Investing in Rental Properties

If you’ve ever paid rent in your life, you’ve probably wondered what it would be like to be the landlord. I know if you’re anything like me, you probably swore to one day do just that, to become the one making money by placing roofs over the heads of the masses rather than the one spending money that would never present a return on the investment. As I’ve grown and ‘done my homework’, I’ve discovered the being a landlord isn’t quite the bed of roses I always thought it would be.

We all know that investing in real estate is a risky venture. There is the excellent potential for a good return on your investment but the risks are always lurking in the background and if you have educated yourself properly in the real estate industry you are well aware of the risks that abound. Among the many opportunities in real estate investment, rental property continues to be a product that is in steady demand by the population and more and more often in shorter supply. Therefore I would cautiously call this a rather safe investment. I say cautiously because ‘stuff’ happens and anything can go wrong and quite often will.

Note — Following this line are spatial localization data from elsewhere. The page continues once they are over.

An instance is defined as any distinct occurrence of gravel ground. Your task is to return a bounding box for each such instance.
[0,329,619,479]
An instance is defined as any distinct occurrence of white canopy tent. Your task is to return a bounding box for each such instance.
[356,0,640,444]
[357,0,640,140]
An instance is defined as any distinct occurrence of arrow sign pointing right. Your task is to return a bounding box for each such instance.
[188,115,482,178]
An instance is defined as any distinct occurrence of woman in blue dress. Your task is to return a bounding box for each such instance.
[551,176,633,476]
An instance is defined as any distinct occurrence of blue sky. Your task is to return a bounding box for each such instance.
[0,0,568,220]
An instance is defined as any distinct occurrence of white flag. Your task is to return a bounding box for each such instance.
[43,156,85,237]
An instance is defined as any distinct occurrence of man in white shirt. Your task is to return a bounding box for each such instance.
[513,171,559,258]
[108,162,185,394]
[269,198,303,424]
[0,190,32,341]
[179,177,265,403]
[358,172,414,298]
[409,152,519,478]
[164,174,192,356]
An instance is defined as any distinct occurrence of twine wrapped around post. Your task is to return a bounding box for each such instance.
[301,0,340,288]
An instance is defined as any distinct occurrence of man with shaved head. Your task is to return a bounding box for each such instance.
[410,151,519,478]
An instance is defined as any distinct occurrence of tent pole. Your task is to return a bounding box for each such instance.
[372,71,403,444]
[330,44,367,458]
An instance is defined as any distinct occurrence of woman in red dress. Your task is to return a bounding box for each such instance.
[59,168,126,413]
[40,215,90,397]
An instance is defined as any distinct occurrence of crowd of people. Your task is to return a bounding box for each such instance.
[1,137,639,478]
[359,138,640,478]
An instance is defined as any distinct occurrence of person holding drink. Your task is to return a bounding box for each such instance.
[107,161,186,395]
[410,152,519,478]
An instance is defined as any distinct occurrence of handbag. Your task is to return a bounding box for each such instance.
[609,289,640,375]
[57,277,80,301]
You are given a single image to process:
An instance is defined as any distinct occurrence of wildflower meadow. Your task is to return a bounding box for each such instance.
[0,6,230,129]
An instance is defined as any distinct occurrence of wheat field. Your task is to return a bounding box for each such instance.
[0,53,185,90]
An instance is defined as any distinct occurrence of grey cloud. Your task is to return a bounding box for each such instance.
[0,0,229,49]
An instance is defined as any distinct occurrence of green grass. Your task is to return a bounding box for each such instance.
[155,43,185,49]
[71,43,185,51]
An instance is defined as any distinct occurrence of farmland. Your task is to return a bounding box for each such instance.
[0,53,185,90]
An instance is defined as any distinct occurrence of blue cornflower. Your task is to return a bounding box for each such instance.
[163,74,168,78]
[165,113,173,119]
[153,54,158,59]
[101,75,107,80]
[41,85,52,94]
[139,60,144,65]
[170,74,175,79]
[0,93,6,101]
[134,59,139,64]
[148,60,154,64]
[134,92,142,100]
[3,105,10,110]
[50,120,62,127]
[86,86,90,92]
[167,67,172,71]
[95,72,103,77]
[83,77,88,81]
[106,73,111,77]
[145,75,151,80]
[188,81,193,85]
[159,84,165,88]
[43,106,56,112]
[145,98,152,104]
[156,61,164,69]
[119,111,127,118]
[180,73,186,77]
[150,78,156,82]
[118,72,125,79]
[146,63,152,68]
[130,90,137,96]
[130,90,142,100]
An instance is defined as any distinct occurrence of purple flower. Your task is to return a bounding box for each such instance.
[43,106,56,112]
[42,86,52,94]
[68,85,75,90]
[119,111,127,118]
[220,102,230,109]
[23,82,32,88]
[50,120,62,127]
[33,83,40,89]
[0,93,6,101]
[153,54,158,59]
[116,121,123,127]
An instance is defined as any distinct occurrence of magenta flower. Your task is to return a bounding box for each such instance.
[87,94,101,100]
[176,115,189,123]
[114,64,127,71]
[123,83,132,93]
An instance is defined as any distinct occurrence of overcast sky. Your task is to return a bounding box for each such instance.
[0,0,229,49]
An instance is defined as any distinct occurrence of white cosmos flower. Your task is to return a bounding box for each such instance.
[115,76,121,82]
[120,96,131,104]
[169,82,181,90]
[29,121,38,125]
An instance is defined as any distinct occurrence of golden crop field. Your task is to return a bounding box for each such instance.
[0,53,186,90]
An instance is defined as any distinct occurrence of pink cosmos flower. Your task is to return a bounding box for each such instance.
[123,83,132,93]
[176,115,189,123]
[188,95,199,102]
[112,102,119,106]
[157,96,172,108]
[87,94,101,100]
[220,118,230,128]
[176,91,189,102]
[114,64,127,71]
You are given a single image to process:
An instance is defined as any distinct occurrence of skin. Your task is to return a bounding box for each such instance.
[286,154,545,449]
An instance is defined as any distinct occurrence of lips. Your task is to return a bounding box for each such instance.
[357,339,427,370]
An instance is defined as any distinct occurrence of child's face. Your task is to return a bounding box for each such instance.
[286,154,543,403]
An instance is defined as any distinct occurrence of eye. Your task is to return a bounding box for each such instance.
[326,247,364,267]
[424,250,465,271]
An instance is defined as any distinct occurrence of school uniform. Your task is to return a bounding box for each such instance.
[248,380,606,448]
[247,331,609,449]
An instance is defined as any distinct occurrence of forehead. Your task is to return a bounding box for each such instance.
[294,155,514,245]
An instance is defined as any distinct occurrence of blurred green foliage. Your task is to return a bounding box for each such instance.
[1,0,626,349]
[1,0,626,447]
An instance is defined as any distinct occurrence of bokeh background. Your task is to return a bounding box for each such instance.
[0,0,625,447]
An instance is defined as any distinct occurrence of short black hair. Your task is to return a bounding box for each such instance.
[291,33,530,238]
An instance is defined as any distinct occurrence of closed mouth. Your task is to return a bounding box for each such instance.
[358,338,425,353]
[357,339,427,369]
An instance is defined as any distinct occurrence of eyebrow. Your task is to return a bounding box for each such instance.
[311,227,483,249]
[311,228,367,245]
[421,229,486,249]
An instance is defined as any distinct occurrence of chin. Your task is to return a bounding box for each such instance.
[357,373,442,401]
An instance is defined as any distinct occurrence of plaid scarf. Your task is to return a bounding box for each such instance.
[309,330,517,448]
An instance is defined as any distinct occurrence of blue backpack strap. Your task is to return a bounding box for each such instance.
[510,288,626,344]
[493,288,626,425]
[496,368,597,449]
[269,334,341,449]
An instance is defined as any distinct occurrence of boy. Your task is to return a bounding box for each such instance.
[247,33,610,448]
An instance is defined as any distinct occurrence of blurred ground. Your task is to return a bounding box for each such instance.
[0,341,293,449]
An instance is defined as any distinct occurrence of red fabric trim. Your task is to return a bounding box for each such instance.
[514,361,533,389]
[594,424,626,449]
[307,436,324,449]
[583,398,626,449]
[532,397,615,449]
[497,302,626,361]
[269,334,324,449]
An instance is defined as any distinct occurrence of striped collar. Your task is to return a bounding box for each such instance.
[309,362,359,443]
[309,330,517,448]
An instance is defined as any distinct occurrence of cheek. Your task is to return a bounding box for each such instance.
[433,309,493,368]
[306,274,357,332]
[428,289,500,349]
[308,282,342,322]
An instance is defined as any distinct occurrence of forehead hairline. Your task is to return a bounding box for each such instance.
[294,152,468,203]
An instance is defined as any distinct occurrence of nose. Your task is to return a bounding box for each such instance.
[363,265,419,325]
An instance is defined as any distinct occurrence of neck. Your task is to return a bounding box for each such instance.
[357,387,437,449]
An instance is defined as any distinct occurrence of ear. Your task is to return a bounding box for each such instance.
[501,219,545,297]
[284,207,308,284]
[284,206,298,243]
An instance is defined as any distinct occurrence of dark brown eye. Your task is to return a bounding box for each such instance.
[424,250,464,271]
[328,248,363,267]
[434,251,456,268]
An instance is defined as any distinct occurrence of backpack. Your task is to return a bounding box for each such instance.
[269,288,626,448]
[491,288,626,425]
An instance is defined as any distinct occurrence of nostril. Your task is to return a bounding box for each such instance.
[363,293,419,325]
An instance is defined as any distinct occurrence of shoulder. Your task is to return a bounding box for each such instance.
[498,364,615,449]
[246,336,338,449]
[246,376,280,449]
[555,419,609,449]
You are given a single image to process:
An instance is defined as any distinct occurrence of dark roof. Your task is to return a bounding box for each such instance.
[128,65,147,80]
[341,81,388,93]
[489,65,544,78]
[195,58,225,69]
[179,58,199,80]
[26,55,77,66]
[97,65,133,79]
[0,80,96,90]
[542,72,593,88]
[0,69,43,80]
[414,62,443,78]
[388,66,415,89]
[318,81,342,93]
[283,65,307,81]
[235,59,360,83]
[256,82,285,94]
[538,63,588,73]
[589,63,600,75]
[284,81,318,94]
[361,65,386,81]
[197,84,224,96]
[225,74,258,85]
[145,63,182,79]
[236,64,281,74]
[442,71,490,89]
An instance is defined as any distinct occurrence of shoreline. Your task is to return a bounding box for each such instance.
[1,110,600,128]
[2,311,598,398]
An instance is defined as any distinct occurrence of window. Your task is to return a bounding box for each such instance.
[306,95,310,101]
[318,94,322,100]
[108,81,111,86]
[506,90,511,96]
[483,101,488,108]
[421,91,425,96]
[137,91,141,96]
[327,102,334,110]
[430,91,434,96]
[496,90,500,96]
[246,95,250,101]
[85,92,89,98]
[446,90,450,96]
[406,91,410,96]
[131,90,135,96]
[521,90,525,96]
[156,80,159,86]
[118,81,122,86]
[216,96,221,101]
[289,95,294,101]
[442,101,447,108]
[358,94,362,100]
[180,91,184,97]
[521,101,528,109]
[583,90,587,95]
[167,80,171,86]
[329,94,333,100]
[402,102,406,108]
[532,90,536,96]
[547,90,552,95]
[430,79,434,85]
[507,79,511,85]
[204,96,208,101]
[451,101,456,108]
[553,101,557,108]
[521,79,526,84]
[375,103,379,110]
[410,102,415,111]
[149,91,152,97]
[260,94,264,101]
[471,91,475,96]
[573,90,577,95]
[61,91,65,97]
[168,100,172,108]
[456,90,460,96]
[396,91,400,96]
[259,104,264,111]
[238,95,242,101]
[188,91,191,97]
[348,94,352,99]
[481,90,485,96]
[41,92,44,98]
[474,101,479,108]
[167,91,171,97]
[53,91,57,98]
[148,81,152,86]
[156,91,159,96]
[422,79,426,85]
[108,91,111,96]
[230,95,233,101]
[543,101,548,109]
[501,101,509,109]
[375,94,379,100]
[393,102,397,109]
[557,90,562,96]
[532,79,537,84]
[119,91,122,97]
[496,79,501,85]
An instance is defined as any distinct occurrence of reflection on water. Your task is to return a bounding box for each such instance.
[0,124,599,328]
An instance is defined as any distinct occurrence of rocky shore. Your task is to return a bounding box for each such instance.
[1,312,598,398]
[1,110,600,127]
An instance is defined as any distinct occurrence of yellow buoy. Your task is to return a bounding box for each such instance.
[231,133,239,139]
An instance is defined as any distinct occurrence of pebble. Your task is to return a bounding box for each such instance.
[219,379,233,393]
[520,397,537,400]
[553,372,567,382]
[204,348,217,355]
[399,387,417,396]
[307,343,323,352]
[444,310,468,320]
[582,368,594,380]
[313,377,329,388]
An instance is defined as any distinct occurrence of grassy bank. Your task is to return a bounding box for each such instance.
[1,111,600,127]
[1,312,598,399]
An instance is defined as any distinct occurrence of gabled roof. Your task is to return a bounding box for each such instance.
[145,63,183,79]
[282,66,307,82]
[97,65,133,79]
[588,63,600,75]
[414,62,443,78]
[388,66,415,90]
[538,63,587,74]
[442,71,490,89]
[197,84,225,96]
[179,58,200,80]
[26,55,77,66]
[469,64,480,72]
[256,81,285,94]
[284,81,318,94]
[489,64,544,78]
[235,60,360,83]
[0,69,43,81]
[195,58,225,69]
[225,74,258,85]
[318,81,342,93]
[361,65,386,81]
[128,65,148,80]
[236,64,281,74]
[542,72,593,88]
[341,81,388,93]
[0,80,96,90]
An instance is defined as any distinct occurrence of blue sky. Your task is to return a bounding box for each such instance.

If you keep a few important tidbits of information in mind while scouting your potential rental investment property you will be reducing your risks ever so slightly.

  1. Make sure you learn the laws regarding rental properties in your area. Each state has different laws about the rights and responsibilities of landlords and tenants. Make sure you are aware of the laws in your specific state.
  2. Location, location, location. It’s not just a saying. It’s actually quite important when you’re considering whether or not to invest in a property for the sake of gaining rental income. College towns are a great place to invest in rental property. Especially if the college has inadequate housing. Also busy streets are better to help you keep your property filled. Drive bys often generate more rentals than newspaper advertisements. Put a for rent sign in the yard and wait for the calls to come in.
  3. Choose low maintenance homes to rent. Vinyl siding is a good thing with rental houses, it requires no paint only an occasional pressure washing. You also don’t want to go top of the line with water heaters and appliances for a home that will see many many renters who care for less for the state of these things than you do. Keep that in mind when making not only your home purchase, but purchases for the home as well.
  4. Make sure the house you are considering for a rental property complies with zoning laws and is up to date on all codes. Have it inspected before you buy and explain what your intention for the property is. It is a very costly venture to bring a house completely up to code, especially if you’re only making a little bit more than the cost of the mortgage payment each month.
  5. Don’t buy a house for a rental if you are counting on raising the cost in order to recover your expense. First of all there is no guarantee that the current rental market will support an increase in rent (then you are making the note on an empty property) and secondly, things go wrong—roofs need replacing, flooring, paint, hot water heaters, and heating units. These repairs can be quite costly and if you’re not making enough each month to set aside a contingency fund for events such as this you may as well shoot yourself in the foot. It would be much less painful.

While there are no guarantees when investing in real estate whether for rental properties or anything else, following this advise will help reduce the risks you are taking. Good luck with your venture, my hope is that it will be a wildly successful one.